Harry pensó que ésa era la técnica que su padre había utilizado al ocultar las piedras preciosas en el tarro de vaselina.

—¿Cómo sabe que los cruzados no vaciaron también el
genizah
más profundo?

—El
genizah
más profundo fue violado mucho tiempo después. Lo único que encontramos al examinarlo fue un botón de cobre de un uniforme del Ejército Regular Británico, de principios del siglo xx. —Leslau se sentó sobre el barro seco—. En los tiempos modernos este valle ha sido habitado por cabreros beduinos. Debido a que el forraje está tan disperso, las familias beduinas tienen inmensos territorios de pastoreo que pasan de una generación a otra y casi nunca son usurpados.

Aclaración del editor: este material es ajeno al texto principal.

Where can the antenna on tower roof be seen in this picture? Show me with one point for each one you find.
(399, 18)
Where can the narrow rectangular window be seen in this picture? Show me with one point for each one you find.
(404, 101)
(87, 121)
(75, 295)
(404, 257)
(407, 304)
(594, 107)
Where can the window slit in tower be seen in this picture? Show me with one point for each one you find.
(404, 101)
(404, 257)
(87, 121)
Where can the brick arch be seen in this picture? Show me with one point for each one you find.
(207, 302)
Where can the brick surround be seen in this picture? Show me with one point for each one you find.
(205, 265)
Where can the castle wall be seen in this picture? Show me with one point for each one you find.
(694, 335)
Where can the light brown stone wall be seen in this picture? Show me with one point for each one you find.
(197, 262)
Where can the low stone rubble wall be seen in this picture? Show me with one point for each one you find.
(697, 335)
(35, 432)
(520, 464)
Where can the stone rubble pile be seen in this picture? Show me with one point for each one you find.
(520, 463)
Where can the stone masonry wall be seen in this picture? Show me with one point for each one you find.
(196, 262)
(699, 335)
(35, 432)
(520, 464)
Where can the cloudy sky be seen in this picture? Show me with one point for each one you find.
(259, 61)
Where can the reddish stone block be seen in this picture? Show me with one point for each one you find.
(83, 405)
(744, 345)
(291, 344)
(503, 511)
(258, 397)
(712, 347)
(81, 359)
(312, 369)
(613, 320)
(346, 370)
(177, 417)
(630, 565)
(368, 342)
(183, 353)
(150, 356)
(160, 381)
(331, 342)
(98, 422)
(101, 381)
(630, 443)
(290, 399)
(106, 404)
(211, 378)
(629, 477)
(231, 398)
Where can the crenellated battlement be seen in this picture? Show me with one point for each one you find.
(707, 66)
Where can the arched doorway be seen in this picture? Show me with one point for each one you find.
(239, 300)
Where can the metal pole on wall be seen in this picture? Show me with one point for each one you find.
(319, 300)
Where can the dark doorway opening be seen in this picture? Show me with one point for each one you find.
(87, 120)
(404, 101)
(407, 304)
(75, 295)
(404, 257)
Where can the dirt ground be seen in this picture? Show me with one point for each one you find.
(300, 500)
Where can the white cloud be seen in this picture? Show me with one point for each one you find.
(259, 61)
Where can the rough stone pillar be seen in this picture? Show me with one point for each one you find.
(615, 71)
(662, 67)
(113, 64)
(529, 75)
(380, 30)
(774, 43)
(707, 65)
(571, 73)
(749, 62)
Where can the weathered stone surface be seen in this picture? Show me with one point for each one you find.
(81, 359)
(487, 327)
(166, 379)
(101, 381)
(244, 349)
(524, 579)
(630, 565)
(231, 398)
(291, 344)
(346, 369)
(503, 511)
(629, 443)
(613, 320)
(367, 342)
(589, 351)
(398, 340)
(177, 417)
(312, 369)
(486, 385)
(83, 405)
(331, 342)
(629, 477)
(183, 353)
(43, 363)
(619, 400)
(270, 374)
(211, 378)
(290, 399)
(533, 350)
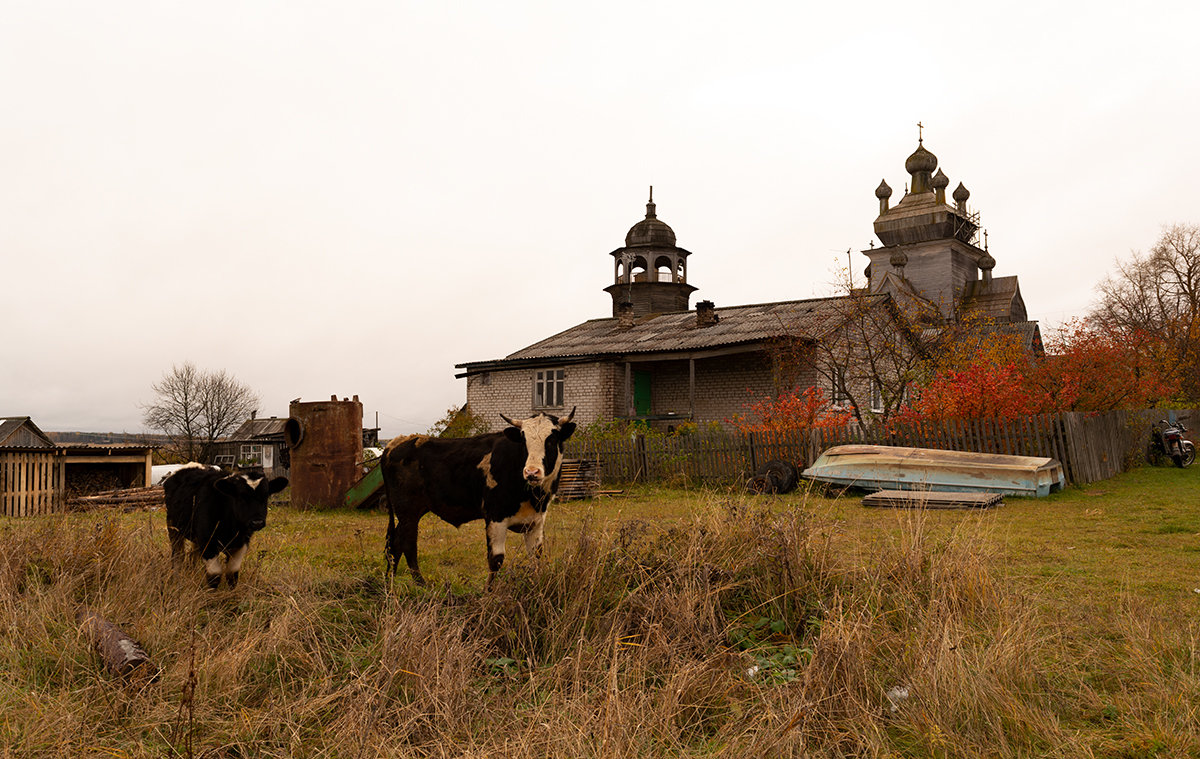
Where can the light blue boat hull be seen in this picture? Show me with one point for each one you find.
(891, 467)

»Las autoridades israelíes son muy eficaces en este tipo de cosas. Encontraron a la familia cuyo territorio incluía el valle de Buke’ah. Ahora cultivan algodón en Tubas y viven en las primeras casas de toda su historia. Uno de sus ancianos recuerda que cuando era niño vino a esta cueva a enterrar contrabando.

—¿Contrabando?

—Su familia se dedicaba al contrabando. Dice que pasaban tabaco por la frontera para venderlo a los soldados británicos. Los británicos podían comprar todo el tabaco que querían, así que podemos suponer sin temor a equivocarnos que su familia contrabandeaba hachís. Él no recuerda el año. Pero dice que los turcos acababan de abandonar Palestina y que los británicos no llevaban allí mucho tiempo. Suponemos que fue en mil novecientos diecinueve. En cualquier caso, cuenta que cuando cavó un agujero profundo para enterrar su contrabando, descubrió objetos que había en el suelo de la cueva.

—¿Qué clase de objetos?

—No lo recuerda con claridad. Sabe que eran utensilios pesados de metal que le parecieron muy viejos, y piedras de cristal de colores en una pequeña bolsa de cuero podrido. Su padre lo llevó todo a Ammán y lo vendió a un anticuario por sesenta y ocho libras de plata. Recuerda la cantidad. Fue la mayor cantidad de dinero que la familia consiguió jamás de una sola vez.

—¿Alguien ha hablado con el anticuario?

—El anticuario murió hace treinta y dos años.

—¿Usted cree al beduino?

—No tiene motivos para mentir. Sin que nadie se lo preguntara, dijo que a veces, cuando los soldados no tenían dinero, su padre les cambiaba los botones de cobre del uniforme.

—Leslau apagó de repente la linterna—. Vamos —sugirió.

Pero Harry se quedó sentado en la oscuridad. Se estiró y apoyó la palma de la mano en el barro caliente y pétreo; no quería marcharse.

—Vamos, vamos —lo apremió Leslau.

Harry lo siguió fuera de la cueva, de mala gana.

—Esta tierra… —dijo Leslau—. Hay que acostumbrarse a ella. El ayer no deja de superponerse al hoy. En este suelo han vivido y han muerto muchas personas. Es imposible remover la tierra para plantar un árbol y no encontrar las huellas de ellas. Cuando el Ministerio de Carreteras cava el suelo, desentierra el sarcófago de un príncipe. Un agricultor árabe decide hacer más profunda su bodega y descubre un mosaico que convierte su casa en un museo.